Walmart is outsourcing 569 finance and accounting jobs in North Carolina to Indian contract workers, spotlighting the expansion of the H-1B program from software jobs to accounting, healthcare, and design.
“We made this difficult decision following an extensive analysis that identified areas where we could best maximize our finance and accounting operations, further improve the speed and quality of our services,” said a Walmart statement to Breitbart News. The company continued:
We’re positioning our business to operate more effectively in the future and have said that from time to time, you’ll see the company eliminate positions in an effort to stay lean and fast as we manage costs. We invest in some areas and in other cases, we’ll operate more efficiently and work to change our processes and at times the work itself.
The layoffs will run to January 2020, the employees will be allowed to seek other Walmart jobs, and they can get a severance package, the statement said. The press release did not say how many of the employees have degrees in financing or accounting.

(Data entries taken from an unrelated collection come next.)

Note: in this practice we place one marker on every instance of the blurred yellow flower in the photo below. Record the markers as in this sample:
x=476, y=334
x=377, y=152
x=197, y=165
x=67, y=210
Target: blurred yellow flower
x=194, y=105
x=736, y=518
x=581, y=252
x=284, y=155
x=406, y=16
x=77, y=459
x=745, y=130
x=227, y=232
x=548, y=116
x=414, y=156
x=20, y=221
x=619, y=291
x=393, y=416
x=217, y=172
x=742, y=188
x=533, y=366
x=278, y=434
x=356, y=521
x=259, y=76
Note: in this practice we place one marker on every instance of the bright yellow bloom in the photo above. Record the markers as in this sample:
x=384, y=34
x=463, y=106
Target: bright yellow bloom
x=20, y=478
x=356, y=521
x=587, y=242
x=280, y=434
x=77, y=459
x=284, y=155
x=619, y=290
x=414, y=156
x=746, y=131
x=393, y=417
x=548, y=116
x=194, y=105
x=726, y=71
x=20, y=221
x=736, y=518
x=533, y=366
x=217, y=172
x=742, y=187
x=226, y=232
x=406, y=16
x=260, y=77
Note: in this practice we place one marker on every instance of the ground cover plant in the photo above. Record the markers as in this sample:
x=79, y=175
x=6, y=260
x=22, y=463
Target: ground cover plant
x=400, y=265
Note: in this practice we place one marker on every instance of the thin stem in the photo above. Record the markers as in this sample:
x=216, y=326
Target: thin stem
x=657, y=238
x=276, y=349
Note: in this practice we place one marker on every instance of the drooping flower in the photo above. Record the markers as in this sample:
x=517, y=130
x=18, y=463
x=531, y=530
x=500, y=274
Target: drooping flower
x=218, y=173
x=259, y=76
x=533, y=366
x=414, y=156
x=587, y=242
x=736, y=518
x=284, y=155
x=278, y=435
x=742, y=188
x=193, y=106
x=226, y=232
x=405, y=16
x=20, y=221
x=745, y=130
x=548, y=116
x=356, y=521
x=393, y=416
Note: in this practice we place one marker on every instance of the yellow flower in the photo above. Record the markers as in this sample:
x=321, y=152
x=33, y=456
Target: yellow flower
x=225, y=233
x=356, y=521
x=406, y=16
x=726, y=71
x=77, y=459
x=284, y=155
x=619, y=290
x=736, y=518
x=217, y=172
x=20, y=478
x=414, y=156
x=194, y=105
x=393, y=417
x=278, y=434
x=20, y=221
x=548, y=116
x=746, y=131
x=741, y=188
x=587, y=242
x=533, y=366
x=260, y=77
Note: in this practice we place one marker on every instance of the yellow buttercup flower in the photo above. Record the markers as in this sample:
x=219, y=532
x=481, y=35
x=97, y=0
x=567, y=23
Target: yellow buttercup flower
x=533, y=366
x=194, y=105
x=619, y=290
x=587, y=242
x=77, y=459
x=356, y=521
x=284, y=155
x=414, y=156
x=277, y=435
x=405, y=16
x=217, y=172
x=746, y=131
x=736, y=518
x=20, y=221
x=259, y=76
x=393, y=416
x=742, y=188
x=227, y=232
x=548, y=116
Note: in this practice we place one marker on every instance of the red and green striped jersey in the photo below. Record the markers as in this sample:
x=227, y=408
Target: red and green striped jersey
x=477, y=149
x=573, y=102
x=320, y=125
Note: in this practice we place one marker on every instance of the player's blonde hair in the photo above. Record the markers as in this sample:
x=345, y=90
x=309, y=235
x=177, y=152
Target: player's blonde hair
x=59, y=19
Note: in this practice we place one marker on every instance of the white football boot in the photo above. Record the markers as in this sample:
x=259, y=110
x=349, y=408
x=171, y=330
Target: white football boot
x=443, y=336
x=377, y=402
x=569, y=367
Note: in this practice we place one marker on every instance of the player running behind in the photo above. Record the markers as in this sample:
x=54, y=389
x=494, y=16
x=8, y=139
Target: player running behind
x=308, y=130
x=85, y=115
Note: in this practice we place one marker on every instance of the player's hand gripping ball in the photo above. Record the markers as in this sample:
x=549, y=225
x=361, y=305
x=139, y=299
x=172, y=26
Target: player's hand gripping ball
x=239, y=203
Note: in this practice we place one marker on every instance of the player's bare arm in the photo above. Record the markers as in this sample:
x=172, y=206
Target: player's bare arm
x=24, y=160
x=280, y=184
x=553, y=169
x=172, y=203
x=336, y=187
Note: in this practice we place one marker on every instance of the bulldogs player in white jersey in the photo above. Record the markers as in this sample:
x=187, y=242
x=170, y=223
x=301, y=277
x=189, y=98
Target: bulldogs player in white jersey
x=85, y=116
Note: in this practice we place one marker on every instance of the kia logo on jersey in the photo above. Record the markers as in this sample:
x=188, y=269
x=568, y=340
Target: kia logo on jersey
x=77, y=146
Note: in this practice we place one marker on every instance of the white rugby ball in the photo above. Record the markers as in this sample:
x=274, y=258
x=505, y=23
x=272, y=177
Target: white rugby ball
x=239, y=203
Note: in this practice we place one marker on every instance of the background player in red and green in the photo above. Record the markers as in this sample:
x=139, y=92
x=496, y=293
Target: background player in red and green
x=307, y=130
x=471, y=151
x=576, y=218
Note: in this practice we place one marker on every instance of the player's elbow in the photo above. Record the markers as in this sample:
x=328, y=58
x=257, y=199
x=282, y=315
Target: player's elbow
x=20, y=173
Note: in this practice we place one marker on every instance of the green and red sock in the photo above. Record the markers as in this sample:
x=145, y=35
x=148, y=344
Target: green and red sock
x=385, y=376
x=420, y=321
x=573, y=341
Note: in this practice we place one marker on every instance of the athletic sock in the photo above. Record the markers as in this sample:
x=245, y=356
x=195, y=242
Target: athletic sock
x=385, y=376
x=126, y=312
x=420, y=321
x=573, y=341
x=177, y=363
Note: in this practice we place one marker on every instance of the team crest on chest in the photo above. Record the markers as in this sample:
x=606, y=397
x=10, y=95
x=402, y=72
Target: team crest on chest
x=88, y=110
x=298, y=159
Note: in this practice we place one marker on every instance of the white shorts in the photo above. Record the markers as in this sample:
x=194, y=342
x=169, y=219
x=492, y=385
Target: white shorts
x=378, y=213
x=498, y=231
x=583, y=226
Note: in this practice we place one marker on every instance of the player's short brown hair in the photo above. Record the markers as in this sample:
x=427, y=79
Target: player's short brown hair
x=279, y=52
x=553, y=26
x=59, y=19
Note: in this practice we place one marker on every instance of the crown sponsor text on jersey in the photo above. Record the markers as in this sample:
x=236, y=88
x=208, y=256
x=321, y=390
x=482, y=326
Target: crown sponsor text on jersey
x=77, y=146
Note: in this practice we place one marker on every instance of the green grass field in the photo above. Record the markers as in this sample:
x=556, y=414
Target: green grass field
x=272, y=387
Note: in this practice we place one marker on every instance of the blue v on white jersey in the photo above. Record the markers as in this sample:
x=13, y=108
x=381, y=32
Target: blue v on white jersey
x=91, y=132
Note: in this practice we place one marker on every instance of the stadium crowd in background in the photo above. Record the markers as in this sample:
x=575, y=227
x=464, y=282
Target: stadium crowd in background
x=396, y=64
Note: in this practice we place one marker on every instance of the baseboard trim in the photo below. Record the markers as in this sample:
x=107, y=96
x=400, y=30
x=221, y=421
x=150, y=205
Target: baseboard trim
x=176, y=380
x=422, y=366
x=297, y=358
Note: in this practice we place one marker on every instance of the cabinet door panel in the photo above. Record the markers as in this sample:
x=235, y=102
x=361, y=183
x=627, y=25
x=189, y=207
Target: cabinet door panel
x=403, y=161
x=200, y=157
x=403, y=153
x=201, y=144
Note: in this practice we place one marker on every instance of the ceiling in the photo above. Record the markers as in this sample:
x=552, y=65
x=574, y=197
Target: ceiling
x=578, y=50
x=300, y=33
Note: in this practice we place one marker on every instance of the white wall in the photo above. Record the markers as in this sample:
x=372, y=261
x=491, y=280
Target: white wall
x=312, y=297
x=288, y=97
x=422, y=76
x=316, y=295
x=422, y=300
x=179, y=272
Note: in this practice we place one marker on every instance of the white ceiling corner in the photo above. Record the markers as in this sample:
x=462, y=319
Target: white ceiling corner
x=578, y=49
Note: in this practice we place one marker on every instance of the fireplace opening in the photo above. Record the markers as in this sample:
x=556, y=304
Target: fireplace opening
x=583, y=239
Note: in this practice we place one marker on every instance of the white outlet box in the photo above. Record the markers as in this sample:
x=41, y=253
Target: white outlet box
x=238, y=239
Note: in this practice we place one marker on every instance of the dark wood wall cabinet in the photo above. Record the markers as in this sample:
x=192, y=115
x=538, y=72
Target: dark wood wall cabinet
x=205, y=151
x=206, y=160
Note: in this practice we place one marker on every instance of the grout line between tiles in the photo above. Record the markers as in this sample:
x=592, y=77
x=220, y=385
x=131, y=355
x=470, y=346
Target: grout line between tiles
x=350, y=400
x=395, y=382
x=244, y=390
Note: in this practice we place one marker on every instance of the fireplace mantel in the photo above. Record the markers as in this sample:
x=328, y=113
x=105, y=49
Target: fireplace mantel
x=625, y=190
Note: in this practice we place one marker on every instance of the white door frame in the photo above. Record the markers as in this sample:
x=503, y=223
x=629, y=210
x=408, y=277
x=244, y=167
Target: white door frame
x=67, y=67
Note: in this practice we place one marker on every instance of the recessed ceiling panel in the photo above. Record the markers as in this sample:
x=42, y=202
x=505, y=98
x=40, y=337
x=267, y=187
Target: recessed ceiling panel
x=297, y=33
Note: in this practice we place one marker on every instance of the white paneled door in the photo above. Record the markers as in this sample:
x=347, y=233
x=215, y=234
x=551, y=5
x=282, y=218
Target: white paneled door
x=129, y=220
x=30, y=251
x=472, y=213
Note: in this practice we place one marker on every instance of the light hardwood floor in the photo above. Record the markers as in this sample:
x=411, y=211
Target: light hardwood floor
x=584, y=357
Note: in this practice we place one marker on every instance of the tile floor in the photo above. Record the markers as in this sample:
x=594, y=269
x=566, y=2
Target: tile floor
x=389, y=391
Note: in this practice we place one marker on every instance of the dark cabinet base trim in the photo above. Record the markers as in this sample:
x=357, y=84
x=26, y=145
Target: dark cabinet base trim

The work is being taken over by Genpact, whose Indian H-1B workers will join the army of roughly 900,000 resident H-1B workers throughout the United States. The firm is a spin-off of General Electric, and it uses cheap Indian graduates to transfer may U.S. college-graduate jobs to cheaper Indian worksites. According to the investor-owned firm:
Genpact began in 1997 as a business unit within General Electric. In January 2005, Genpact became an independent company to bring our process expertise and unique DNA in Lean management to clients beyond GE, and then in August 2007, we became a publicly-traded company. Bain Capital became Genpact’s largest shareholder in November 2012, with the strategic objective to grow the company further. Since December 31, 2005, we have expanded from 19,000+ employees and annual revenues of US$491.90 million to 87,000+ employees and annual revenues of US$3.00 billion as of December 31, 2018.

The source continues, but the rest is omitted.